Predicting language evolution: Analogy in morphological change

Project members:

Dr Helen Sims-Williams

Prof Matthew Baerman

Dr Oliver Bond

Period of award

October 2022 - September 2026


The Leverhulme Trust

The staggering diversity of the world’s languages is the cumulative effect of small-scale evolutionary processes. One such process is analogy. Analogical change happens when speakers notice and extend linguistic patterns, as when digged was replaced by dug in English, extending the pattern of verbs like stick (present) vs stuck (past).

Such changes may look like mere idiosyncrasies or errors on an individual level, but over time, they build up and radically change the structure of our languages. Understanding which patterns get replicated like this is the key to revealing the relative likelihood of different pathways of language evolution, casting light not only on language change, but also human prehistory and the inner workings of the human mind.

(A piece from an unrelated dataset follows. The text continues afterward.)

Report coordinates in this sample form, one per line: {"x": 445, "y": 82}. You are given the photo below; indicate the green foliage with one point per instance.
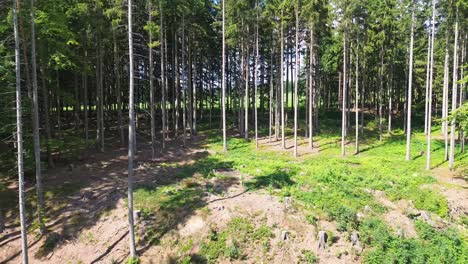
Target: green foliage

This project systematically investigates the statistical tendencies of a large body of analogical changes. This is crucial to understanding both how our languages came to be the way they are – i.e. the pathways of change underpinning individual language systems – and why, since analogical change reveals the assumptions and biases of human beings learning from incomplete and sometimes self-contradictory language data.

The objective is to produce a computationally-implemented model of analogical change capable of defining a set of possible changes and ranking their probabilities.

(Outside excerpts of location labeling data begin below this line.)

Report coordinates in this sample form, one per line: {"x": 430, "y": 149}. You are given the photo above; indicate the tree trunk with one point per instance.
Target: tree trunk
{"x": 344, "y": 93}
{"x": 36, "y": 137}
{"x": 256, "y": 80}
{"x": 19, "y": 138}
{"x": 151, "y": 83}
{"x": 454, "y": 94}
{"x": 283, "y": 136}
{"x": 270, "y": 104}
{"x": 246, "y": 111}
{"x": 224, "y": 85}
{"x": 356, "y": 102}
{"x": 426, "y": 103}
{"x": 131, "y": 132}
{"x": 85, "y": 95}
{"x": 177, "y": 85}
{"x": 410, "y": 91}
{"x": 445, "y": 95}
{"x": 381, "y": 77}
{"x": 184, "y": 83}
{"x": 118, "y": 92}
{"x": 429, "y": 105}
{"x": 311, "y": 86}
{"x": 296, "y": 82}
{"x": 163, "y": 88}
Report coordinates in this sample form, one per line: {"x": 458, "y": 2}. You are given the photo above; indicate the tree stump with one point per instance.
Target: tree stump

This will be achieved through research activities in three different methodological stages.

In the first stage of the research, we will develop a computational method for defining possible changes in a language.

In the second stage, we will investigate which of these changes actually happened, by comparing the program’s output to real historical data. This will come from case studies into the history of six languages (Italian, Occitan, Greek, Aramaic, Tibetan and Estonian), drawn from four language families and chosen to provide a good balance between rich historical documentation (to maximise our sample size, increasing robustness of our statistical inferences) and typological diversity (to minimise statistical bias). These case studies will be conducted with the help of collaborators with expertise in the history of each language.

In the final stage we will analyse what statistical properties differentiate our sample of attested changes (identified in stage 2) from the hypothetical changes generated in stage 1 that did not occur. We expect to find three types of effect: frequency effects, similarity effects, and scope effects. Our measures of the corresponding properties will feed into statistical models, which will produce a concrete method for judging the relative likelihood that a particular change occurred in linguistic prehistory.